Henry King in Italy recognizes the "seething ferment of unrest" within Mount Vesuvius, the highest compliment has Rossellini taking up the metaphysical note three decades later. The aristocratic beauty (Lillian Gish) is the subject of a reverent portrait, her dashing beau (Ronald Colman) prefers the woman to the icon on the gauzy canvas, "why shroud her in all this holiness?" Her envious half-sister (Gail Kane) incinerates the will after their father kicks the bucket, inheriting the estate then banishing the now-illegitimate sibling.

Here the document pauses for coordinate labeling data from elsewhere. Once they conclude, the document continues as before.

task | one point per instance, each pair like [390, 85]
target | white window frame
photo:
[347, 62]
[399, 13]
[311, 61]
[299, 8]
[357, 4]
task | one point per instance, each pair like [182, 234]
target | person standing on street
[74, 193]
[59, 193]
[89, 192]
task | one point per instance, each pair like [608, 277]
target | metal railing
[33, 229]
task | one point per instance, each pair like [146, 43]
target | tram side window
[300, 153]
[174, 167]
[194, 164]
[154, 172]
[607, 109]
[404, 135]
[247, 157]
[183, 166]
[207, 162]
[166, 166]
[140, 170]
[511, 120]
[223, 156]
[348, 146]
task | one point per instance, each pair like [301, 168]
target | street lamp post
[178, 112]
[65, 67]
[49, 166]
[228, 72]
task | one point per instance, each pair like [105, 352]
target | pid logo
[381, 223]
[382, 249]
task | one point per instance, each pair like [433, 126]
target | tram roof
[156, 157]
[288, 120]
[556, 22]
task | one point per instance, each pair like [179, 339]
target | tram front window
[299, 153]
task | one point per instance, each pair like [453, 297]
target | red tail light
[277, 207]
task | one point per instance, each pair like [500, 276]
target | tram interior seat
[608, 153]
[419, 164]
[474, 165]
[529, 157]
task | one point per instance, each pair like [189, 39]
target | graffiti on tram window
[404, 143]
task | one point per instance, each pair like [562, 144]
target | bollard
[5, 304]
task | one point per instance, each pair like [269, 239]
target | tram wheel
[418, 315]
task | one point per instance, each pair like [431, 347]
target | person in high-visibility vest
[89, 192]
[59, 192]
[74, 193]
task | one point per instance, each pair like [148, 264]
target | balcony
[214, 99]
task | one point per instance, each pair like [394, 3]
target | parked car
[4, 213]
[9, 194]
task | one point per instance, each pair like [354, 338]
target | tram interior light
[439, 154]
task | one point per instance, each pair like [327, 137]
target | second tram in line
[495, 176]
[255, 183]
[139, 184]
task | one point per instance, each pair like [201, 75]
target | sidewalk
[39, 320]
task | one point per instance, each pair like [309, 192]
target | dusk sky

Off to North Africa goes the officer, off to the convent goes the heroine when she learns of his demise in the dunes. "The spouse of Christ," shutting the world's doors, rationalizing the tragic: "Death was jealous of me." Cloistered halls comforting and caging the soul, the dungeon in the middle of the desert, the observatory at the foot of the volcano—mysterious spaces in a drama of spiritual-elemental-scientific dimensions. "A trance-like state of dry-eyed despair" follows the thunderstruck realization of the beloved's fate, an indelible Gish shock reprised when the chap turns up alive and well and their sudden embrace shudders with the conflicting impulses behind her habit. "A broken officer and an outcast nun," cf. Huston's Heaven Knows, Mr. Allison. Fleeing villagers framed by an archway while lava spews in the distance, a screen suffused with smoke, a deluge soon dilated in The Winning of Barbara Worth. The ending finds the heroine gazing at the skies and there's Gish again in monastic veils in Dieterle's Portrait of Jennie, still longing for the otherworldly reunion of estranged lovers. With J. Barney Sherry, Charles Lane, Juliette La Violette, Gustavo Serena, Alfredo Bertone, Bonaventura Ibañez, Alfredo Martinelli, and Ida Carloni Talli. In black and white.